## Load packages

In [3]:
import pandas as pd
import numpy as np
import random as rnd

import seaborn as sns
import matplotlib.pyplot as plt
%matplotlib inline

from sklearn.linear_model import LogisticRegression
from sklearn.svm import SVC, LinearSVC
from sklearn.ensemble import RandomForestClassifier
from sklearn.neighbors import KNeighborsClassifier
from sklearn.naive_bayes import GaussianNB
from sklearn.linear_model import Perceptron
from sklearn.linear_model import SGDClassifier
from sklearn.tree import DecisionTreeClassifier

## Load input data

In [5]:
train_df = pd.read_csv('../data/train.csv')
test_df = pd.read_csv('../data/test.csv')
combine = [train_df, test_df]

## Add new columns
1. from column ['Name'] extract title (e.g. Mr, Ms, ...) <br>
2. create new column ['Family'] by adding siblings/spouses and parents on board

In [7]:
for dataset in combine:
    dataset['Title'] = dataset.Name.str.extract(' ([A-Za-z]+)\.', expand=False)
    dataset['Family'] = dataset['SibSp']+dataset['Parch']

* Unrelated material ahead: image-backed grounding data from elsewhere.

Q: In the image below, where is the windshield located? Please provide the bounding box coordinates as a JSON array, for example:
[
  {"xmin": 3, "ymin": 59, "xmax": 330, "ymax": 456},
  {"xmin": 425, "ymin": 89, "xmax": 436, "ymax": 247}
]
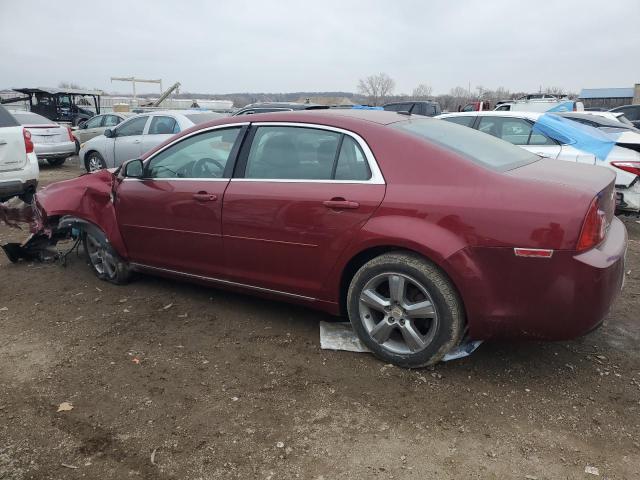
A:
[
  {"xmin": 185, "ymin": 113, "xmax": 224, "ymax": 124},
  {"xmin": 11, "ymin": 111, "xmax": 54, "ymax": 125},
  {"xmin": 393, "ymin": 118, "xmax": 539, "ymax": 171}
]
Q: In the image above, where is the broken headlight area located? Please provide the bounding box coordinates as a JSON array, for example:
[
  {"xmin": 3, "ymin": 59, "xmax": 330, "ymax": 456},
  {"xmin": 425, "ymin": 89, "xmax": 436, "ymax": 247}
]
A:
[{"xmin": 1, "ymin": 198, "xmax": 80, "ymax": 263}]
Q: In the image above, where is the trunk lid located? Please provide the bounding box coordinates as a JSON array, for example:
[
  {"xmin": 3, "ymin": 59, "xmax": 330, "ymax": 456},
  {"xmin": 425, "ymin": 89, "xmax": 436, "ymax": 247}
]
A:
[
  {"xmin": 508, "ymin": 158, "xmax": 616, "ymax": 226},
  {"xmin": 26, "ymin": 125, "xmax": 69, "ymax": 145}
]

## Drop unwanted columns from train and test dataframes

In [9]:
train_df = train_df.drop(['Name', 'PassengerId', 'SibSp','Parch','Ticket','Cabin'], axis=1)
test_df = test_df.drop(['Name', 'SibSp','Parch','Ticket','Cabin'], axis=1)
combine = [train_df, test_df]

In [10]:
train_df.head()

Unnamed: 0,Survived,Pclass,Sex,Age,Fare,Embarked,Title,Family
0,0,3,male,22.0,7.25,S,Mr,1
1,1,1,female,38.0,71.2833,C,Mrs,1
2,1,3,female,26.0,7.925,S,Miss,0
3,1,1,female,35.0,53.1,S,Mrs,1
4,0,3,male,35.0,8.05,S,Mr,0


## Modify columns
### Modify column ['Title'] so that:
* least common titles are grouped in catgory 'Rare'
* duplicate titles (e.g. Mlle and Miss) are merged 

In [29]:
for dataset in combine:
    dataset['Title'] = dataset['Title'].replace(['Lady', 'Countess','Capt', 'Col','Don', 'Dr', 'Major', 'Rev', 'Sir', 'Jonkheer', 'Dona'], 'Rare')

    dataset['Title'] = dataset['Title'].replace('Mlle', 'Miss')
    dataset['Title'] = dataset['Title'].replace('Ms', 'Miss')
    dataset['Title'] = dataset['Title'].replace('Mme', 'Mrs')

### Modify column ['Embarked'] so that:
* the embarkation ports are marked as C = Cherbourg, Q = Queenstown, S = Southampton
* NaN are filled with the most represented category (S = Southampton)

### Modify column ['Sex'] so that:
* the categories are marek as 0 = male, 1 = female

In [36]:
train_df.Embarked.unique()

array(['S', 'C', 'Q', nan], dtype=object)

In [37]:
for dataset in combine:
    dataset['Sex'] = dataset['Sex'].map( {'female': 1, 'male': 0} ).astype(int)
    dataset['Embarked'] = dataset['Embarked'].fillna('S').map( {'S': 1, 'C': 2, 'Q': 3} ).astype(int)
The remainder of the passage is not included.